It’s been virtually two years to the day since my granddad died. If I close my eyes I can still see the living room, late night, gentle lamp light, palliative care bed up in the corner facing the french doors. That was the last time I saw him, body just clinging on. My grandma still lives there, in that room now empty: how she escapes the spectre of the space I don’t know.
Make no mistake, this is a sad record, filled with mournful strings and acoustic drones, the environment one largely of absence and mourning. It starts in “The Anticipation of Loss”, a slow rise of laboured strings that winnow and flutter, shimmering strands caught in the winds of change that blow through the piece.

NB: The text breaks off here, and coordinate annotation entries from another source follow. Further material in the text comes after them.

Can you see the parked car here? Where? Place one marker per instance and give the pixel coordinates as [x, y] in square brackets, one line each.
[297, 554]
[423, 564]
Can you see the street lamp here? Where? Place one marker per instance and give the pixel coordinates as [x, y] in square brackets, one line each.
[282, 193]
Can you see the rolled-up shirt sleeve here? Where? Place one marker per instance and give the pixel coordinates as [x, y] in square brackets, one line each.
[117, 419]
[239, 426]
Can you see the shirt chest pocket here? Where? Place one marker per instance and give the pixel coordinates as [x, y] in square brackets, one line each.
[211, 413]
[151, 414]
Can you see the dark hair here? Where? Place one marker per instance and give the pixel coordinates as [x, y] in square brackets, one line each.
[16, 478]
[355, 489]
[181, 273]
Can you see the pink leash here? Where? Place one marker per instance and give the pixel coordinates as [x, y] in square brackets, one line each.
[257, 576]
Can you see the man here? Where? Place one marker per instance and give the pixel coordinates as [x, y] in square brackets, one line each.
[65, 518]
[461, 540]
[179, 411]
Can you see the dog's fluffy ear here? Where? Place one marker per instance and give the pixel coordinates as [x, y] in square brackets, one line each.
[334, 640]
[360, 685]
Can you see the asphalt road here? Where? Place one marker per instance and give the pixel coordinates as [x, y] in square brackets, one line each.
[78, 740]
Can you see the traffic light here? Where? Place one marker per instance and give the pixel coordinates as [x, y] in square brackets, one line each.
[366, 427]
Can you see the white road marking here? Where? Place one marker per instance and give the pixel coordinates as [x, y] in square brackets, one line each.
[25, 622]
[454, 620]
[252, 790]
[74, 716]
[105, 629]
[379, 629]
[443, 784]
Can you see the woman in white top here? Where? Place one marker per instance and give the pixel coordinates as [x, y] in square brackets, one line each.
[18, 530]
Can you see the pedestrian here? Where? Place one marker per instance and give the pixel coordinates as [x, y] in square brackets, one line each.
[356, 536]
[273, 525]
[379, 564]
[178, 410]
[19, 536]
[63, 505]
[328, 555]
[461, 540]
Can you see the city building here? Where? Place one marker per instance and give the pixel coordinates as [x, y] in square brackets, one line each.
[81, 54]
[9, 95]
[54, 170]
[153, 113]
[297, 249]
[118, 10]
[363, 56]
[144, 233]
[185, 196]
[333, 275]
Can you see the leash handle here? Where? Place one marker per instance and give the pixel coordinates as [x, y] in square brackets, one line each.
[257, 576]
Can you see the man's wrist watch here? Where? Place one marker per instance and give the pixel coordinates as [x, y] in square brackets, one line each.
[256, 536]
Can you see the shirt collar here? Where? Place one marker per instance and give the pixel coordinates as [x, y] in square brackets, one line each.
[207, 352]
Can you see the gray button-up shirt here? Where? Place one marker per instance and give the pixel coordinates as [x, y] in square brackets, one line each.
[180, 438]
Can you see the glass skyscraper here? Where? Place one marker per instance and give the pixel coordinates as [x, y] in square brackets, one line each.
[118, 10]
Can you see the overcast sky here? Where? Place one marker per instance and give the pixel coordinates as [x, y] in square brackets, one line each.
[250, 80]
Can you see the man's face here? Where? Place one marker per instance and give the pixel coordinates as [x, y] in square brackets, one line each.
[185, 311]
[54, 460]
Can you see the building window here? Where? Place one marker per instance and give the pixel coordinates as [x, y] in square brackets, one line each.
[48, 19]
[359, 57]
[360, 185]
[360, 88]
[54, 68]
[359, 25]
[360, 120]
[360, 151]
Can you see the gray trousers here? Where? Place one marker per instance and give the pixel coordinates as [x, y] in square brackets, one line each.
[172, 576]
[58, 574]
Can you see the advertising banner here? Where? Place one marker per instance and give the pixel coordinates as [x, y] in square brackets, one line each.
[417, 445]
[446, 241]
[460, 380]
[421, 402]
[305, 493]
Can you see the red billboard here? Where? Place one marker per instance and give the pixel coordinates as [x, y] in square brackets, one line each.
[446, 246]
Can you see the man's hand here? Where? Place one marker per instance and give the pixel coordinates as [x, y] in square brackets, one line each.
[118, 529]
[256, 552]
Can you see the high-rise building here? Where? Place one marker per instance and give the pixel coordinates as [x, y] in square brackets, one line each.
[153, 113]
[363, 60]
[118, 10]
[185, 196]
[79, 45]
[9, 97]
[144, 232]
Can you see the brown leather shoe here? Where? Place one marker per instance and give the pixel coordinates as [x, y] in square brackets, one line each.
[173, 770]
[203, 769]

There’s little that we can do, as “Captive Witness (Smoke Inscription)” details: guitar pickings nestle amongst the cello lines, crooning to the encroaching darkness, pleading perhaps to a higher power in the faint light of a church candle.
Reminiscences appear in the core of the record, with the surreal and woozy strings of “First Time Underwater” and its spectral wind rushes breezing distantly through the chords, vaguely sounding like ecstatic child screams. It has a youthful innocence and lightness, a fondness emanating from a far distant memory. This movement through the watery current of time is expressed in followup “Bending, Wading” also, in its slow and swirling motions, cello drones reverberant and faded as we allow ourselves to be carried in the soft pull of the moment.
This allowance of nostalgia is terminated in the darkling “Memories Are Drifting Bells”, shifting sands of plaintive strings bleeding away into an echoic darkness, vocal coos humming in memoriam after its collapse. This falls diametrically against mid-album beauty “Surface in Relief”, whose initially mournful movements morph in careful guitar pickings and shuffling acoustica in almost explosive textural fractalization, memories unravelling in their depth of beauty, grace and significance, becoming increasingly lush and expressive with each unpicked thread of thought.
Similarly, closer “Moment of Passing” foregoes much of the melancholia built up across the span, defusing the positively painful trickle of hopelessly miserable precursor “Depth of a Glance” by spinning gentle ukulele in the final seconds. It brings a sense of lightness, sweetness, and resolution in its closing moments; the past is the past, that sad and empty room will be refilled but the significance of its memories wont be lost. If anything, they’ll only reinforce the goodness that the future holds.
What is it it that A.A Milne wrote? “How lucky I am to have something that makes saying goodbye so hard.” It’s days like this and records this good that make those moments of hardship feel almost bittersweet.